Issu d'une famille dont plusieurs membres furent des calligraphes renommés, Ziauddin Ahmad Barni (1890–1969) naquit et reçut son éducation à Delhi, où son père et l'un de ses frères contribuèrent au développement de journaux ourdous. Maîtrisant le farsi et l'anglais, il travailla au Bureau de traduction orientale de Bombay (aujourd'hui Mumbai) jusqu'à sa retraite en 1948. Il écrivit également pour le Bombay Chronicle en anglais et en ourdou. En 1915, il publia ce dictionnaire de terminologie d'usage courant dans les journaux ourdous de l'époque. Les entrées sont classées par ordre alphabétique et l'explication des mots ambigus fait l'objet d'une attention particulière. Le livre inclut également une description des systèmes de gouvernement en Inde et au Royaume-Uni, et comporte des annotations concernant des dates et des événements importants.

Grammaire punjabie : une brève grammaire du punjabi tel qu'il est parlé dans le district de Wazirabad

Missionnaire de l'Église d'Écosse en Inde, Thomas Grahame Bailey (1872–1942) mena des études approfondies sur les langues du nord de l'Inde. Après avoir étudié l'hindi et l'ourdou à l'École des études orientales de l'Université de Londres, il publia des livres sur le panjabi (aujourd'hui communément appelé punjabi), les dialectes himalayens, l'ourdou, le kanouri, le cachemiri, le shina et d'autres langues.
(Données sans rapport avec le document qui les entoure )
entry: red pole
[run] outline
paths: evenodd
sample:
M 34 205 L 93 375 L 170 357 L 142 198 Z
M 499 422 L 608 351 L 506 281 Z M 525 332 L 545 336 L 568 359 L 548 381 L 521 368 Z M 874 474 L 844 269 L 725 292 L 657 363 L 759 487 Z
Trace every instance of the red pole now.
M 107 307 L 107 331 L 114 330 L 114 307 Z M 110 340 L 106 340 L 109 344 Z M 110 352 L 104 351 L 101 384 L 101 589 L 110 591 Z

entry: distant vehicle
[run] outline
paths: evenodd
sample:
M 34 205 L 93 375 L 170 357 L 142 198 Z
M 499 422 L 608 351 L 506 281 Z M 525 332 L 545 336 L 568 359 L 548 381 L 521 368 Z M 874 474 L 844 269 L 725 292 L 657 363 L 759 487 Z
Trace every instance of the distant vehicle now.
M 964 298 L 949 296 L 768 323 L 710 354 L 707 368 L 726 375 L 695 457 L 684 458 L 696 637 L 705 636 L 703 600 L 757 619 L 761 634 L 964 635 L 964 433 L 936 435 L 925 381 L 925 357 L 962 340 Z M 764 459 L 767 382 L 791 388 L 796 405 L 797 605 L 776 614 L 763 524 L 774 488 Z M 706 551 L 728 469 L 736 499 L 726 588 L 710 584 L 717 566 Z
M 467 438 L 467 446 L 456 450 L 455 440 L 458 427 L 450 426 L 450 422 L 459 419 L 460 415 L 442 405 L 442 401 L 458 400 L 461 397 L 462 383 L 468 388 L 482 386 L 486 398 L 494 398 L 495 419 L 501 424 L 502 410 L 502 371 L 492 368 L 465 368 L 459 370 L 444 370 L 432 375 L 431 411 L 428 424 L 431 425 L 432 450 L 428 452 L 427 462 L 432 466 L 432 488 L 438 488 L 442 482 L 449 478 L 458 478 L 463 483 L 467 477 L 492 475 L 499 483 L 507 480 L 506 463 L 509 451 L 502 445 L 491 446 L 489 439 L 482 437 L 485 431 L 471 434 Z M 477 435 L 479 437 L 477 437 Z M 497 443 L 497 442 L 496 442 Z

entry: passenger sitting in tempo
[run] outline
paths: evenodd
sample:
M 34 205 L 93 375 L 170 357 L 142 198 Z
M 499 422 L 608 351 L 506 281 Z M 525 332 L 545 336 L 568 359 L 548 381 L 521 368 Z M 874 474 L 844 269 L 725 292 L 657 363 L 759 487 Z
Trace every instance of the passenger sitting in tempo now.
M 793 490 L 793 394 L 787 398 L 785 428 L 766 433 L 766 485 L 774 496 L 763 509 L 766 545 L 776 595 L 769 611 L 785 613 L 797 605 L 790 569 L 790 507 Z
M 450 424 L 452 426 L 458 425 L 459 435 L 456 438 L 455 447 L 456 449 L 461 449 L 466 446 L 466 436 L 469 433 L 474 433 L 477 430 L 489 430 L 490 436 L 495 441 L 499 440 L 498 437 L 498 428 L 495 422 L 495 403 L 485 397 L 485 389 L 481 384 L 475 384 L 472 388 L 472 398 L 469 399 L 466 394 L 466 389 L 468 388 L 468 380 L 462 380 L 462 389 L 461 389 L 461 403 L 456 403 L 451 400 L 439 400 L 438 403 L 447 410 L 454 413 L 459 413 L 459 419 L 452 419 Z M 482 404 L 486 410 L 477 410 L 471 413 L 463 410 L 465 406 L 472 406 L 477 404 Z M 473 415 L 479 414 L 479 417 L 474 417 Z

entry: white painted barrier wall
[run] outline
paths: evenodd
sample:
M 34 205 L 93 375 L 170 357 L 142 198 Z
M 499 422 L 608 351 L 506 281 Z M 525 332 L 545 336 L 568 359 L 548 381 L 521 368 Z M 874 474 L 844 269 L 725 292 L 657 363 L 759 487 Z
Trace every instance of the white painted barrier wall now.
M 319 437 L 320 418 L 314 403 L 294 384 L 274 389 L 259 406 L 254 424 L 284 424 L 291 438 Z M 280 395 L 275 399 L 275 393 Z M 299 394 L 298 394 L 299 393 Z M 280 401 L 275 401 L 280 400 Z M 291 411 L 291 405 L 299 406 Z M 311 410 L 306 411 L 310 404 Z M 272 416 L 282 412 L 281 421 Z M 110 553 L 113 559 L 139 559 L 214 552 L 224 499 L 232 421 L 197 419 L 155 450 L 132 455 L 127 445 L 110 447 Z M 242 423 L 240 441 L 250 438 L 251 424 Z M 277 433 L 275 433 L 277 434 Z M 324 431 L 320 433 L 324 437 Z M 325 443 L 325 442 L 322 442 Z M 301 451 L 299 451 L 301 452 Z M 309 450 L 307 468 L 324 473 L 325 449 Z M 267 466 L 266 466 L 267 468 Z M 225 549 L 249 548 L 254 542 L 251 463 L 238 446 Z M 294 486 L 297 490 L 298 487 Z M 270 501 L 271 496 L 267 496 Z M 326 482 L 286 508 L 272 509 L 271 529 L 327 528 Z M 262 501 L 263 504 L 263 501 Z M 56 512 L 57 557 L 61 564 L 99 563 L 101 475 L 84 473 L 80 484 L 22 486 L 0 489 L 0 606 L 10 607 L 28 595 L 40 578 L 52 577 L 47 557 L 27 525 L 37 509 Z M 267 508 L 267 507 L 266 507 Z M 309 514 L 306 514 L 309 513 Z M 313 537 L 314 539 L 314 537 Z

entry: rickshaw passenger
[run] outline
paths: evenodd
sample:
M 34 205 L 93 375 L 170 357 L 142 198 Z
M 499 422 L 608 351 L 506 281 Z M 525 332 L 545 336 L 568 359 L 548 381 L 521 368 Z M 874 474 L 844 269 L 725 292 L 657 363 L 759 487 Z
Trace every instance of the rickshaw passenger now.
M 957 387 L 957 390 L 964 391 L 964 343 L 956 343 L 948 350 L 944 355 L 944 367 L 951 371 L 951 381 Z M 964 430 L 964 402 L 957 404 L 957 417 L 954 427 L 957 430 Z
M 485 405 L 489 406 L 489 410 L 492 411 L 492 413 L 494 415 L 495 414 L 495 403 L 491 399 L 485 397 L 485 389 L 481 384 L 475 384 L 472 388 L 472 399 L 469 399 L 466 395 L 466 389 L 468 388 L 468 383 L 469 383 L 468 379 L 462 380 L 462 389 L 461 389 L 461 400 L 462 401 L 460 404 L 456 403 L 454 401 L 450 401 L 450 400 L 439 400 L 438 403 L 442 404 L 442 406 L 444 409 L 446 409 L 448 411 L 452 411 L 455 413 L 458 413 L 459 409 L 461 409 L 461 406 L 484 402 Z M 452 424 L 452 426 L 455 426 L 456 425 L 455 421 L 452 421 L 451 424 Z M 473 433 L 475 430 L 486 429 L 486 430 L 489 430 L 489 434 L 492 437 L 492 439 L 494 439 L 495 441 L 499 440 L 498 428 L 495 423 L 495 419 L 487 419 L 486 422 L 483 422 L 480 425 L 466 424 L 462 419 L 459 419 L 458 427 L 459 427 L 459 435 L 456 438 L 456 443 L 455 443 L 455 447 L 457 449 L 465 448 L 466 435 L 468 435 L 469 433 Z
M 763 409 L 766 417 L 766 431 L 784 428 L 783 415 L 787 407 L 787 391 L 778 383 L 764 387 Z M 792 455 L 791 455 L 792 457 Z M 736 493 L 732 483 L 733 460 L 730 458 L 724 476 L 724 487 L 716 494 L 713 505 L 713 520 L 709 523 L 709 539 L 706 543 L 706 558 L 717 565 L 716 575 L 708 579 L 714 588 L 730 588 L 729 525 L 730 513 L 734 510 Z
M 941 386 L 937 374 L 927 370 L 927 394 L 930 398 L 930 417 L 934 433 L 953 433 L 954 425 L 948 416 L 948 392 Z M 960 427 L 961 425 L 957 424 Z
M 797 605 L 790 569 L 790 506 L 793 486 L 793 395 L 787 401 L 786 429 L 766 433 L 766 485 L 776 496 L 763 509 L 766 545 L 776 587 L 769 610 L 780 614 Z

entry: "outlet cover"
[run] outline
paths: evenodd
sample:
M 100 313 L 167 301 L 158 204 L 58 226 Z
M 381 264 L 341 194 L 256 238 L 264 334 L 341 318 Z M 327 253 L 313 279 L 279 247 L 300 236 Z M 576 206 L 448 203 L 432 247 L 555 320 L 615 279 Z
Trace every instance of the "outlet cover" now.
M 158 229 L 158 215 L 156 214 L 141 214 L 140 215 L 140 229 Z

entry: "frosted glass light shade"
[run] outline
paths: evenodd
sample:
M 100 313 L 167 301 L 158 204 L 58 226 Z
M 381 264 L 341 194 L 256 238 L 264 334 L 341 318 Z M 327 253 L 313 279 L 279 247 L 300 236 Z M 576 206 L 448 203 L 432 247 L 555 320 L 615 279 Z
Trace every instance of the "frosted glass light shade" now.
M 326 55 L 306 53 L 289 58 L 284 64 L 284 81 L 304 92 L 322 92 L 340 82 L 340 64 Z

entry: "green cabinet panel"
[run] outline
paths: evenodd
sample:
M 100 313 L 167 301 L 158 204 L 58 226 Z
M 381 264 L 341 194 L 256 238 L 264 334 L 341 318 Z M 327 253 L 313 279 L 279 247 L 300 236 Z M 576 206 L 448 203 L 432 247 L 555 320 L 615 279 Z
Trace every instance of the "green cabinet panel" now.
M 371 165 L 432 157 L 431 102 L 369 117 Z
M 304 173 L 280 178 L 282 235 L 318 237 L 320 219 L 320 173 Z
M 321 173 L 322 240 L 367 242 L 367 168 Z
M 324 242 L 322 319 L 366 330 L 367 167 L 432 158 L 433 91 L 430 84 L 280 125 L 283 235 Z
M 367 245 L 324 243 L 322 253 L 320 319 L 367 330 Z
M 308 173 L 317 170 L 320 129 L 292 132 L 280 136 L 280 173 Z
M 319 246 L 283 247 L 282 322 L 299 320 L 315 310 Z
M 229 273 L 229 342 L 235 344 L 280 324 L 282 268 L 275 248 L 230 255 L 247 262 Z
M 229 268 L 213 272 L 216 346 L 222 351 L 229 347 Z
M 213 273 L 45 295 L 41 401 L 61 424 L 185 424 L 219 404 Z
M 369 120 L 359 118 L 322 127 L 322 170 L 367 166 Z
Grammaire punjabie : une brève grammaire du punjabi tel qu'il est parlé dans le district de Wazirabad fut écrite à la demande d'un fonctionnaire du gouvernement du Penjab, dans une région qui faisait partie à l'époque de l'Inde britannique. Bailey choisit d'écrire sur la langue telle qu'elle était parlée dans les villages situés à une quinzaine de kilomètres de la ville de Wazirabad, et privilégia « le punjabi des villages, car il était plus pur et expressif que celui utilisé dans les villes ». Le livre offre une introduction à la grammaire punjabie, en anglais avec des translittérations de mots punjabis. Les thèmes abordés incluent le genre des noms, les cas, les verbes réguliers et irréguliers, les temps, et les adjectifs et les adverbes. Le punjabi est une langue indo-aryenne, largement parlée dans plusieurs dialectes du nord-ouest de l'Inde et de l'est du Pakistan actuels.